There are hurdles, but development momentum suggests that solar panels will lead renewable energy to victory.
According to the conclusion of the Energy Research Program of the University of Exeter and University College London, human civilization has left a turning point, after which solar energy will inevitably become our main source of energy in the future. According to the results of data-driven technical and economic modeling, photovoltaics (i.e. photovoltaic energy) will be the main source of energy by 2050, even if climate policy tailwinds are removed from the supporting factors.
the Nature CommunicationsThe optimistic result was published in
- Resistance network: There is a need for an electricity grid designed to handle the fluctuations of renewable energy through grid interconnection and storage capacity.
- Financial Accessibility: Financing for renewable energies is currently only available in wealthier countries, and rarely in Africa, even though the sun shines there a lot.
- Display issues: This technology relies on materials of great importance, the demand for which is constantly increasing. By 2040, 40 percent of copper and rare earth metals will be used in renewable technology solutions, 60 to 70 percent for nickel and cobalt used in batteries, and 90 percent for lithium.
- Political opposition: Declining industries may attempt to effectively obstruct the transformation process. The spread of solar energy threatens the jobs of 13 million people who work in fossil energy, as well as those who work in sectors that depend on it. The responsibility for managing the resulting risks lies with the regional economic and industrial development policy.
Overall, the researchers believe that policy that removes the aforementioned hurdles could be more effective in the clean energy transition than fiscal solutions such as a carbon dioxide quota tax.

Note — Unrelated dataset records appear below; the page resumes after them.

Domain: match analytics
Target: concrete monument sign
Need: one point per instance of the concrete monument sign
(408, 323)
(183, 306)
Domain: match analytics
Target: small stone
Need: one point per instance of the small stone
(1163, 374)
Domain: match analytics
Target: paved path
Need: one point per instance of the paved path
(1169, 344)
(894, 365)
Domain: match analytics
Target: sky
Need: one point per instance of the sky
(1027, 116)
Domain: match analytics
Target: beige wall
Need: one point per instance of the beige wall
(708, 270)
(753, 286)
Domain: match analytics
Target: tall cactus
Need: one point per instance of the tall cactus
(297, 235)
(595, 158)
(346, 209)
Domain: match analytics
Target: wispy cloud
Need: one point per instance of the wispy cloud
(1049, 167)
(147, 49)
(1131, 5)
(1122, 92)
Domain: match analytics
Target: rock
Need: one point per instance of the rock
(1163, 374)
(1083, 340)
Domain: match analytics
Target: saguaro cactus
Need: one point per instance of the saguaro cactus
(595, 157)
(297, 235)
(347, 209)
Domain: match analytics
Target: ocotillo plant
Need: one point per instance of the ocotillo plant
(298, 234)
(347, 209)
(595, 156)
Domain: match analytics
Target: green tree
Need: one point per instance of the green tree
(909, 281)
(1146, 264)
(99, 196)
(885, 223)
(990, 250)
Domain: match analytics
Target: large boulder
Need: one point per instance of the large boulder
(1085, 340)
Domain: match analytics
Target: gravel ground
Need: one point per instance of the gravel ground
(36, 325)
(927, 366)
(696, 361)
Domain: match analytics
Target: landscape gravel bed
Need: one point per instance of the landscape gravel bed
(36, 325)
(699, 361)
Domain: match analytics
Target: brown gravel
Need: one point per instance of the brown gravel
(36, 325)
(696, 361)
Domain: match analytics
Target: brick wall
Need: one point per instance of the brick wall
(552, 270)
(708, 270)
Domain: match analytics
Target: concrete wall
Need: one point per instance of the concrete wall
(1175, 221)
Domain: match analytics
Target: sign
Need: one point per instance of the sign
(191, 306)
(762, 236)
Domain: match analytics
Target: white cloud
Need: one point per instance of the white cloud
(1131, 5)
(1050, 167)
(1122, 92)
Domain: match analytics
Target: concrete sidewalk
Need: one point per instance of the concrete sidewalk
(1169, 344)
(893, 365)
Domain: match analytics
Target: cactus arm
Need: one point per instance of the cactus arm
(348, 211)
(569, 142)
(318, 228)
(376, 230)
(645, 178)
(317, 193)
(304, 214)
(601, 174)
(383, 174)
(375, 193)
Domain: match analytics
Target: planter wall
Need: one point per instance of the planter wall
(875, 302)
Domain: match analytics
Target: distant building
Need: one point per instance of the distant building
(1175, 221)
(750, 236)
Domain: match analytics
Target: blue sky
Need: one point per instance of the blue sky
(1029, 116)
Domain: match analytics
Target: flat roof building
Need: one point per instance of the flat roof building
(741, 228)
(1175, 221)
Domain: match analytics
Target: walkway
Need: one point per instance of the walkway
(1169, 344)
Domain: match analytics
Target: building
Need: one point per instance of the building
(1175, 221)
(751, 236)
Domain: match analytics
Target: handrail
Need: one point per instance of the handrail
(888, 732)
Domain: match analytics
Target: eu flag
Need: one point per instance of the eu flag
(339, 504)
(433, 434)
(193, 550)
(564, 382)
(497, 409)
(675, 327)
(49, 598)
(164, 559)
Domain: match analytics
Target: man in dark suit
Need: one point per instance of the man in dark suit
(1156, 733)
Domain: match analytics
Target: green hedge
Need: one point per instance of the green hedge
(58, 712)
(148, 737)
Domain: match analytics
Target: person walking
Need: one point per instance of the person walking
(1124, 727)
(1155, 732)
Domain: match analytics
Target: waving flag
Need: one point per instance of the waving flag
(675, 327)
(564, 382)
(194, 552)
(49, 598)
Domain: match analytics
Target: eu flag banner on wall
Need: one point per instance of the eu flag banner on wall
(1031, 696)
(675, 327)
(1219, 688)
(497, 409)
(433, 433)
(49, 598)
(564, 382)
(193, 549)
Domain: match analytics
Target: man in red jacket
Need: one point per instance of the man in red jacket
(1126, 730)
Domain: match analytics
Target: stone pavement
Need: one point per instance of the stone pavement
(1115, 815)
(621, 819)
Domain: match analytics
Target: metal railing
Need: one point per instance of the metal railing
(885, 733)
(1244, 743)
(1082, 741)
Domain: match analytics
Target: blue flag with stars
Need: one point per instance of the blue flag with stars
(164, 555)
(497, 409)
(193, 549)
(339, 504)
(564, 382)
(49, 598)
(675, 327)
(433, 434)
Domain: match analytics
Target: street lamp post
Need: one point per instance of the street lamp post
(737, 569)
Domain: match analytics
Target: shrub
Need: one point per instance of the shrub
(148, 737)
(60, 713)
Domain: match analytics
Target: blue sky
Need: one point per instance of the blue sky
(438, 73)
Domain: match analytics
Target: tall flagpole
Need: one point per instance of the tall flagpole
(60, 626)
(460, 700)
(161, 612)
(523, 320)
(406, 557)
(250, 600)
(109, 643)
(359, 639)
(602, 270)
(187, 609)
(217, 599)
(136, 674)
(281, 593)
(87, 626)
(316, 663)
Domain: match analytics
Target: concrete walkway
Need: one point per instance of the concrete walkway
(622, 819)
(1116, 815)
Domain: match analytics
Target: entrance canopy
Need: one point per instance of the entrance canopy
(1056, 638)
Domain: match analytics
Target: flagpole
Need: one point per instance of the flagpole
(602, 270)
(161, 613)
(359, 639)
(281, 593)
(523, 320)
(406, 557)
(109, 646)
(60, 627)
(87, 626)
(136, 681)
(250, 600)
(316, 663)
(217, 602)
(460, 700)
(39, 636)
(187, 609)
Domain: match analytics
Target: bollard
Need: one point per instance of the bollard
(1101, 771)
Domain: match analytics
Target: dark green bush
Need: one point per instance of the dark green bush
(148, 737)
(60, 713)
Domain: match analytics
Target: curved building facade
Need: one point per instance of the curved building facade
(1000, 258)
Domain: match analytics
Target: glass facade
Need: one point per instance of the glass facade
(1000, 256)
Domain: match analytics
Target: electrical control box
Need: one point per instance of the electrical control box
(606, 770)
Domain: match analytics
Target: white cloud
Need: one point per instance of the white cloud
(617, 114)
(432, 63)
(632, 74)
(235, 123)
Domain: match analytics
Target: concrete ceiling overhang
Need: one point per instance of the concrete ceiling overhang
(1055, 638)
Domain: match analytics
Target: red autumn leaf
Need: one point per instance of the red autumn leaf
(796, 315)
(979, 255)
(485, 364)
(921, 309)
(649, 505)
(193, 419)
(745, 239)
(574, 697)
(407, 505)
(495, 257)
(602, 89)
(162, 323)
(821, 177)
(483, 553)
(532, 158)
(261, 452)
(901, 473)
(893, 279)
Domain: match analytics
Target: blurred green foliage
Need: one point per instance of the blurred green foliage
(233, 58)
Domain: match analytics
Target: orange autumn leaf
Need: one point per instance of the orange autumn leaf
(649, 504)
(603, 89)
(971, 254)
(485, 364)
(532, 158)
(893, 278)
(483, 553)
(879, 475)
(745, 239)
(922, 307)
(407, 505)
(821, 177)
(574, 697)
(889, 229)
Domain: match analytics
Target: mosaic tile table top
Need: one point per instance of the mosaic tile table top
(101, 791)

Developments in renewable energy mean that predictions of fossil fuel dominance are no longer realistic. In other words, it is no longer business as usual for the energy sector. However, old expectations still rely on models in which innovations occur somewhere outside the economy. In fact, these are mutually reinforcing processes, as technology becomes cheaper, and companies learn how to use it more cheaply. If this process is included in the forecast, the rapid growth of solar energy over the past decade and into the future looms large.
– said Dr. Femka Nessi, employee of the World Systems Institute in Exeter. “Traditional models assume that learning will end sometime in the near future, and at the same time, there is still very rapid innovation in solar,” he added.
At the same time, researchers warn that solar-dominated electricity grids could get stuck in “inflexible and unsustainable configurations that operate solely on fossil energy sources.”